With the Delta variant causing COVID-19 cases to rise in the United States, health care professionals are continuing to urge Americans to get their COVID-19 vaccine. Currently, more than 99-percent of all deaths from COVID-19 infections are in unvaccinated persons.
The vaccine does exactly what it should, which is minimize the symptoms, prevent you from getting hospitalized, prevent you from getting sick, and prevent you from dying. Initial data is showing that mRNA vaccines are still protective against the Delta variant, so getting your COVID-19 vaccine can help prevent infection and severe illness. The COVID-19 vaccine reduces the risk for hospitalization and death by over 95-percent.
Think of a vaccine as a way for your immune system to practice for a virus. Vaccines give the body a preview of one or more key features of a virus before you get the actual virus. Due to the vaccine, the immune system develops a ‘memory’ of how to react and stop the virus once you are exposed to it. The immune system can quickly recognize the actual coronaviruses and interfere with its ability to multiply.
A variant is a strain of the SARS-CoV-2 virus. There are currently 11 variants of the SARS-CoV-2 virus that the World Health Organization (WHO) is monitoring. When a virus is widely circulating in a population and causing many infections, the likelihood of the virus mutating increases. The more opportunities a virus has to spread, the more it copies – and the more opportunities it has to undergo changes. Most viral mutations have little to no impact on the virus’s ability to cause infections and disease.
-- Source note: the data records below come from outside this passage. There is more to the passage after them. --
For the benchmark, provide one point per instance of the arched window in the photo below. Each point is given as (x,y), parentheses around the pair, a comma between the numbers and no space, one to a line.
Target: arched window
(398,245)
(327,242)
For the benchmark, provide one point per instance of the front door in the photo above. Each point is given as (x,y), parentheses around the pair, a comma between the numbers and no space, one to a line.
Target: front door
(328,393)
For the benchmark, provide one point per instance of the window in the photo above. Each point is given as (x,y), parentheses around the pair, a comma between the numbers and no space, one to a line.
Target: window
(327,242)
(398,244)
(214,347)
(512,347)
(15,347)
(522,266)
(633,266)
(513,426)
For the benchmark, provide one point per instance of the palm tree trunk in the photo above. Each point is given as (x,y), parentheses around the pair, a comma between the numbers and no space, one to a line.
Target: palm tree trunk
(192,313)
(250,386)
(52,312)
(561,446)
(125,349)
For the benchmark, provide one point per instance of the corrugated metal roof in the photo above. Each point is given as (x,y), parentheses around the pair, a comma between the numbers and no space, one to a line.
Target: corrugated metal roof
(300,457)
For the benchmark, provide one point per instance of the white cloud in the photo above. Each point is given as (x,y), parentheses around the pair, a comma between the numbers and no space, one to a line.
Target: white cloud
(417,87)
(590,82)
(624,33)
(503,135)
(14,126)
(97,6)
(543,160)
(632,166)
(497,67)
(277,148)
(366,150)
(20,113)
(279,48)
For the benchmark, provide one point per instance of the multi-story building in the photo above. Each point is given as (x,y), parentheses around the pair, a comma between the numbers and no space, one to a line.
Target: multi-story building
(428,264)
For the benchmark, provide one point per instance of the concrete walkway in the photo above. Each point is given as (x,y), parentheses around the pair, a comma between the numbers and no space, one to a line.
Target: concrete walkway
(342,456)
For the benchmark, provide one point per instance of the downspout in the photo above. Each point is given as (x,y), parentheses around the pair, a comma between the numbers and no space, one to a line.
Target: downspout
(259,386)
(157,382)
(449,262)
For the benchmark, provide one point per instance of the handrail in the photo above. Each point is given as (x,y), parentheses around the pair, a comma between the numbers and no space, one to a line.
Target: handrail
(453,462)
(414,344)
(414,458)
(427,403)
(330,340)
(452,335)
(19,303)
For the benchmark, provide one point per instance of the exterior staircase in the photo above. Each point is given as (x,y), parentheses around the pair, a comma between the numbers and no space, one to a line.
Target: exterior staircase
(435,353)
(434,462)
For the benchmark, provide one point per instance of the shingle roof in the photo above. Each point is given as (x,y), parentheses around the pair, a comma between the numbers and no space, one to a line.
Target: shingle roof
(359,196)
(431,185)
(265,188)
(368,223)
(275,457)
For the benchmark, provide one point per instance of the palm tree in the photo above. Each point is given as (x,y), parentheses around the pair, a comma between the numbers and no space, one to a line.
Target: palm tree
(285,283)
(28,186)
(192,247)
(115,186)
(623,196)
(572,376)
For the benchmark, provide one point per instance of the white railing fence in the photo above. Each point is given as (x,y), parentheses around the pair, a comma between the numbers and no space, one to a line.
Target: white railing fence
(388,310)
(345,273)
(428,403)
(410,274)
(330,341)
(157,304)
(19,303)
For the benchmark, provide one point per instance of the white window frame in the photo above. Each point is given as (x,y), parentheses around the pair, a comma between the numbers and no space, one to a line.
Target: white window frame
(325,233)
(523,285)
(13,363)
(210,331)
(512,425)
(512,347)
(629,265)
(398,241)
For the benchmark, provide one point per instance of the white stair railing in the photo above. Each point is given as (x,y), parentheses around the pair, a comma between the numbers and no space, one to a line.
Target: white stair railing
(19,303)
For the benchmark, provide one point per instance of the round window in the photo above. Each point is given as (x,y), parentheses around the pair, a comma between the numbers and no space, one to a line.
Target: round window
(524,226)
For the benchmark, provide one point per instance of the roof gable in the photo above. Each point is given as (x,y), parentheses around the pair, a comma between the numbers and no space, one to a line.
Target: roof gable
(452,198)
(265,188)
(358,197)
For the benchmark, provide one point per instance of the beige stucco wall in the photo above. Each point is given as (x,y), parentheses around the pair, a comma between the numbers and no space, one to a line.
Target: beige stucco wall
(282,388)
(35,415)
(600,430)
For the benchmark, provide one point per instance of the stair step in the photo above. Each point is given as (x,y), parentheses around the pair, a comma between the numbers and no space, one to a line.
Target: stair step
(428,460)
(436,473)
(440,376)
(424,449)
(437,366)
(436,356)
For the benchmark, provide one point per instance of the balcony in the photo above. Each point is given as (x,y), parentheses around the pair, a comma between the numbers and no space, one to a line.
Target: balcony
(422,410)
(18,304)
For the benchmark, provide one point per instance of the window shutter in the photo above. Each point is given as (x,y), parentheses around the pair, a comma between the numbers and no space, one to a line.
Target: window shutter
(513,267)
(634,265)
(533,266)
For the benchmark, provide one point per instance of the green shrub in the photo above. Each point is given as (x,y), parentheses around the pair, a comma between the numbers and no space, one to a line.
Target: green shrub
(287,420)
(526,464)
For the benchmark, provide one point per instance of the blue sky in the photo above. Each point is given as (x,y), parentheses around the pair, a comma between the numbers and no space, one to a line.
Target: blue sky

However, depending on where the changes are located in the virus’s genetic material, they may affect a virus’s properties, such as transmission (for example, it may spread more or less easily) or severity (it may cause more or less severe disease).
The Delta variant is more transmissible and has one-thousand times more viral load than other variants, meaning it is more infectious and causes harsher sickness. The time between exposure and developing symptoms is also much quicker with the Delta variant.
While getting the COVID-19 vaccine doesn’t guarantee immunity against the variant, it can lessen affects. Those fully vaccinated with the Pfizer vaccine have 88-percent protection against symptomatic COVID-19 and 95-percent protection against hospitalization and death. Initial reports show Moderna is equally as protective against the Delta variant. The Johnson & Johnson vaccine appears 66-percent protective against the Delta variant.
The Michigan Department of Health and Human Services (MDHHS) now confirms that 90-percent of new cases in Michigan are the Delta variant.
The Centers for Disease Control and Prevention (CDC) has reinstated mask mandates and is continuing to urge vaccinations even as some studies show vaccinated individuals can spread COVID-19.
Health care professionals are already seeing numbers rise week by week, and that’s why hot spots in the south – where there are lower vaccination rates – are seeing more COVID-19 infections, hospital admittances, and death.